Тяньцзинь действительно наводнили русские эмигранты. В городе открылось множество кафе, магазинов, кабаре. Валениус свел со многими русскими дельцами знакомство, представлял Анну как дочь богатого русского купца, который обосновался-де в Харбине. Ему охотно давали взаймы крупные суммы.

— А как ты думаешь расплачиваться со своими кредиторами? — спросила однажды Анна.

Муж цинично ответил:

— Я не такой дурак, чтобы возвращать деньги. Вопрос чести и совести может стоять лишь в нормальном обществе, а в этом бедламе нужно хватать все, что плохо лежит.

Самым обидным было то, что он ее совершенно не стеснялся, будто она была пустым местом.

Назанимав крупные суммы денег, Валениус решил затеряться в Шанхае.

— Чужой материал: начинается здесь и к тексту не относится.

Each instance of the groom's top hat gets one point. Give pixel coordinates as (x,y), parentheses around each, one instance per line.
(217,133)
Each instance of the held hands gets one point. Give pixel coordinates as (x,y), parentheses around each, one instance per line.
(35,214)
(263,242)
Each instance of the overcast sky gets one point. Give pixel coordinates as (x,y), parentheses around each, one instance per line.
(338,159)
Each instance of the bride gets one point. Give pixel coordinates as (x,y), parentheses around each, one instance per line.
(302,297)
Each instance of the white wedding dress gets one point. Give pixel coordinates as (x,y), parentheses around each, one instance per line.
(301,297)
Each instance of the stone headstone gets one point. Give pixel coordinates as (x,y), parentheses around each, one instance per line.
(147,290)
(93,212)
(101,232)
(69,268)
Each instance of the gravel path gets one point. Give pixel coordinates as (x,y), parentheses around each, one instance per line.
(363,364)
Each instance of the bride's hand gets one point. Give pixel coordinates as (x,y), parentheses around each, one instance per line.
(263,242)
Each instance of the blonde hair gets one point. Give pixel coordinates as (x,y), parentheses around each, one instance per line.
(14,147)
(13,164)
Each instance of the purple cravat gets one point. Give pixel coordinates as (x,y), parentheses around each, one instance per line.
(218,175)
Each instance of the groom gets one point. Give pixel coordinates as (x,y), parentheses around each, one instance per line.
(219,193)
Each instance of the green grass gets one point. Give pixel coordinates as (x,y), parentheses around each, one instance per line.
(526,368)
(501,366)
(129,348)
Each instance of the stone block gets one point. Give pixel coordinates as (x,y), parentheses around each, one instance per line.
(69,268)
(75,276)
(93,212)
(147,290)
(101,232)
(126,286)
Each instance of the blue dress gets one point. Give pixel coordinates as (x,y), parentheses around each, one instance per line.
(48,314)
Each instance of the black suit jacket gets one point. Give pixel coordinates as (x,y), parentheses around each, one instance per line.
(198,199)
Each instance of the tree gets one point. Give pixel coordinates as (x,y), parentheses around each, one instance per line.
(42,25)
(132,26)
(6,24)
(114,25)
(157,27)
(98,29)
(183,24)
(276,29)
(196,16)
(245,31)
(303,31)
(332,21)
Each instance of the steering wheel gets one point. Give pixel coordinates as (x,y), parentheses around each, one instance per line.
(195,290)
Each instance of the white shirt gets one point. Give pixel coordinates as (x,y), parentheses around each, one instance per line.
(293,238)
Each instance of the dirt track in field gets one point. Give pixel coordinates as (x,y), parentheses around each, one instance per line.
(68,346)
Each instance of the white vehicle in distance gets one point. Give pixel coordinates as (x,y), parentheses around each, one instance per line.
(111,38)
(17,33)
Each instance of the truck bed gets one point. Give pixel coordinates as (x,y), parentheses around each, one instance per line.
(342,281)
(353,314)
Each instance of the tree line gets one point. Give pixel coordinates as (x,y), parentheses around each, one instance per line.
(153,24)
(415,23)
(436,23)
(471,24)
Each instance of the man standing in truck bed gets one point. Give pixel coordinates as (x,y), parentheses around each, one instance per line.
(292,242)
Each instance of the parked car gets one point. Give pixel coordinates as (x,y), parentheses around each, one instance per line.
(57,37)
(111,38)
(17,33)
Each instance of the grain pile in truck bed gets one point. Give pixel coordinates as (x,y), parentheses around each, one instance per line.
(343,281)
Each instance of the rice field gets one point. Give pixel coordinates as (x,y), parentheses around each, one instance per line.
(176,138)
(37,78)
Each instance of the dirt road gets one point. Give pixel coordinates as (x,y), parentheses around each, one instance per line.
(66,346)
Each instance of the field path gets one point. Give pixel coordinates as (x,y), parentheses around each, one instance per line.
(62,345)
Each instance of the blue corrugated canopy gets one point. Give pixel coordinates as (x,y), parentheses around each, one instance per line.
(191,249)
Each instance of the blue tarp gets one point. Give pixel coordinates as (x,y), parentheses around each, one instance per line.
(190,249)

Блуждая в лабиринте улиц, Анна очутилась на углу коротенькой улочки рю Чу Пао Сан. Она соединяла две широкие параллельные артерии Шанхая — улицу Эдуарда Восьмого и рю дю Консуля.

Вот и еще одно памятное место из ее прошлого. Какая она тихая сейчас, эта знаменитая рю Чу Пао Сан. Впрочем, вон неверной походкой плетется к гавани матрос. Под глазом у него свежий синяк.

Эту улочку называют еще «Кровавой аллеей». Она совсем крошечная, но буквально набита матросскими кабаре. «Нью Ритц», «Чарльстон», «Мумм», «Монте-Карло», «Роз-Мари», «Кристалл»… Шестнадцать кабаре… От рю Чу Пао Сан до гавани два квартала, так что матросу, по прибытии его корабля в Шанхай, до «Кровавой аллеи» два шага.

Анна медленно идет вдоль улочки, пропитанной смешанным запахом еды, крепких напитков, табака, пота, пудры. Сейчас здесь не страшно: кроме рикш, никто не обращает на нее внимания.

У нее здесь был знакомый полицейский харбинец, русский, он всегда дежурил на этой улочке. Хорошо бы встретиться с ним и посоветоваться относительно квартиры. Однажды он помог ей хорошим советом.